01/10/2010 - 09:45 Hemeroteca

Por: Redacción
Las materias primas y el euro alcanzaron durante la jornada de ayer nuevos máximos históricos, impulsados por la debilidad del dólar y por las incertidumbres sobre la economía de Estados Unidos. El petróleo Brent –de referencia en Europa- rozó los 108 dólares por barril mientras el crudo ligero Texas superó los 110 dólares.
El metal dorado, que se ha convertido un refugio para los inversores, superó por primera vez los 1.000 dólares por onza. Las Bolsas vivieron una jornada en rojo. El Ibex 35, que cedió un 0,44 % hasta los 13.073 puntos, se apuntó el mejor registro de entre los parqués europeos.

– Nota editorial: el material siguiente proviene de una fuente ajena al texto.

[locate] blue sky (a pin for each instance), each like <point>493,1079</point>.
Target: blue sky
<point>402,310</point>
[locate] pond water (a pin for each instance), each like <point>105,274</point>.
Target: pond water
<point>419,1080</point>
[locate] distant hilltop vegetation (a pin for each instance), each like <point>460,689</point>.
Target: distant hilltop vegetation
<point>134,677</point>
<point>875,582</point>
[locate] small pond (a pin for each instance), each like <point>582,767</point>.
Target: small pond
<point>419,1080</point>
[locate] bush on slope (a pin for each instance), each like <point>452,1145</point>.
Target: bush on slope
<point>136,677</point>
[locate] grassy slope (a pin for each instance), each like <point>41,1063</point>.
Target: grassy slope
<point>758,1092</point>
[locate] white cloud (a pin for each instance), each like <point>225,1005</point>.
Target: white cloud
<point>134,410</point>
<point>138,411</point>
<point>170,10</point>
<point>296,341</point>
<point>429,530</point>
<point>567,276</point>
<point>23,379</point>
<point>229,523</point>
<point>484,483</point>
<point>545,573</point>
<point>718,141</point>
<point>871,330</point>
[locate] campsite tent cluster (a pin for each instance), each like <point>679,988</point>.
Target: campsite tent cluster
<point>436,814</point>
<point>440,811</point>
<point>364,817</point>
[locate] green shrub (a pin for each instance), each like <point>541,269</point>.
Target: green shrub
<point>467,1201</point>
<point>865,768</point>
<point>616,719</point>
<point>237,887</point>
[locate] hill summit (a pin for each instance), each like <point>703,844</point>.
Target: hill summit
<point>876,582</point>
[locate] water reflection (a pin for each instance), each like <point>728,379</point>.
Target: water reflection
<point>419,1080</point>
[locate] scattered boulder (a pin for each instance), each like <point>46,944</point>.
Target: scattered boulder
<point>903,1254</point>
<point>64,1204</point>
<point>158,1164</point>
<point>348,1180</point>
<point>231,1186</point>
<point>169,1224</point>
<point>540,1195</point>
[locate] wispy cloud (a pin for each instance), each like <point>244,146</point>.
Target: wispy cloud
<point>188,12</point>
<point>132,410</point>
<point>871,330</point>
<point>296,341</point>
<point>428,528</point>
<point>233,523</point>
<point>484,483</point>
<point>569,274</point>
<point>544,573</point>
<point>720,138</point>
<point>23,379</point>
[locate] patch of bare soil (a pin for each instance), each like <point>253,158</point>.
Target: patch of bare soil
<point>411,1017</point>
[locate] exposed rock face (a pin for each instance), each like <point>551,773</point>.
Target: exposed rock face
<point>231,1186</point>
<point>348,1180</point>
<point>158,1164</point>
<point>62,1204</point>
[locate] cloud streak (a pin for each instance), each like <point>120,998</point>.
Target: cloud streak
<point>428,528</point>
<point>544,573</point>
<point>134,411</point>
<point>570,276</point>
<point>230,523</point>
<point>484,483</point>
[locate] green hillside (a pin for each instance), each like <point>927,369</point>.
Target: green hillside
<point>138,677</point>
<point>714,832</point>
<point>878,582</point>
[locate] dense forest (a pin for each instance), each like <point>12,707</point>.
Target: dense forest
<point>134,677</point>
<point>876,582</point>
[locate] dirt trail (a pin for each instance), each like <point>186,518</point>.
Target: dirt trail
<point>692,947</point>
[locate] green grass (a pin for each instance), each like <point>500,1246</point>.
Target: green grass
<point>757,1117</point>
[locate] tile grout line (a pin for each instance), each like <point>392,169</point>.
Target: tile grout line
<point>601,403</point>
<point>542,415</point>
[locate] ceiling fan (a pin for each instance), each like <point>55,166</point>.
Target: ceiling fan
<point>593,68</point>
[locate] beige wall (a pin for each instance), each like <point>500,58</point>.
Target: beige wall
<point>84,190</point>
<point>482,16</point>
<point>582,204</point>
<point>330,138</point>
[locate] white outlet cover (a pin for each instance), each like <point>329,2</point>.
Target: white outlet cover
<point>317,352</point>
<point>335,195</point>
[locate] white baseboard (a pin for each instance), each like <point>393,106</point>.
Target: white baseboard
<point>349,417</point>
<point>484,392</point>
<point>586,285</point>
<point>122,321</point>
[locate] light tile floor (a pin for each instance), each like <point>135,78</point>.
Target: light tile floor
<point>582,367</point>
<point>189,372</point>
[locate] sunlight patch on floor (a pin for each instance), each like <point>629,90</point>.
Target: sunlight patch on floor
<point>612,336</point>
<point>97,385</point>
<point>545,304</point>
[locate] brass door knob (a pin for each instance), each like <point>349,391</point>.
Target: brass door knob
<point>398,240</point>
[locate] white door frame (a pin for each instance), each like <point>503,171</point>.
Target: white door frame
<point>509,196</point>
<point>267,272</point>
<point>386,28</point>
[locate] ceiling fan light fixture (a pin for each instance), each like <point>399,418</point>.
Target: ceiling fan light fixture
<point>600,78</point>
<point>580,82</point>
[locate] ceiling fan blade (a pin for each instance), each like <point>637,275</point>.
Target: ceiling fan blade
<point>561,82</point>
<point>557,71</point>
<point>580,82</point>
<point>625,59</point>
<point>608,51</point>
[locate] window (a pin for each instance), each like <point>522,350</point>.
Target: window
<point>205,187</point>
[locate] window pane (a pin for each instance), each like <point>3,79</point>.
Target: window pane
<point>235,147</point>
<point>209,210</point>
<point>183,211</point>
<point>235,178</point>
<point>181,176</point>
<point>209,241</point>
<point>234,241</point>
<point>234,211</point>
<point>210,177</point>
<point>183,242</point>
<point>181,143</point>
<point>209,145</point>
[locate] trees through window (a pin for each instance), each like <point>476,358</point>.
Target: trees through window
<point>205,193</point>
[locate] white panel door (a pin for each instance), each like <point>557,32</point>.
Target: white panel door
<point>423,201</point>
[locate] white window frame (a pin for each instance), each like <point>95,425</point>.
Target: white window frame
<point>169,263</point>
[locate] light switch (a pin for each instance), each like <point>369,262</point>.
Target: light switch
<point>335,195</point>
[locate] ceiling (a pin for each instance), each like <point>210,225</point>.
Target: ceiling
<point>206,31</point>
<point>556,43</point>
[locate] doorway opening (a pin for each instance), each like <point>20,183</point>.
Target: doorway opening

La mala racha que atraviesa la economía estadounidense -lastrada por la incertidumbre sobre la duración de los efectos de la crisis ‘subprime’ del pasado agosto, la falta de confianza en las medidas urgentes puestas en marcha por su Administración y el desplome de su moneda- provocó otra jornada de ventas en los mercados. Ya a primera hora, y cuando las Bolsas asiáticas cerraban con notables caídas, el billete verde se situaba por debajo de los 101 yenes, su peor marca en 12 años.
El derrumbe del dólar continuó imparable y el euro llegó a romper por momentos la barrera de los 1,56 dólares, una cota histórica. Finalmente, el cambio oficial en el mercado de Francfort quedó fijado en 1,5577 unidades. En lo que va de año, la moneda europea ha ganado más de un 6% frente a la estadounidense. Una posición de fuerza que, sin embargo, no supone demasiadas ventajas para las economías del Viejo Continente, cuyas empresas pagan en euros pero venden en dólares. Algunos países, entre los que destaca Francia, ya han advertido de la necesidad de que el Banco Central Europeo (BCE) deje de lado su prioritaria atención sobre la inflación y recorte el precio del dinero (baje los tipos) en la eurozona.
Ayer, Jean-Claude Juncker, presidente del Eurogrupo, que reúne a los ministros de Economía y Finanzas de la zona euro, criticó la “excesiva volatilidad de los mercados de divisas” y reconoció la necesidad de vigilar de cerca los movimientos de ambas monedas.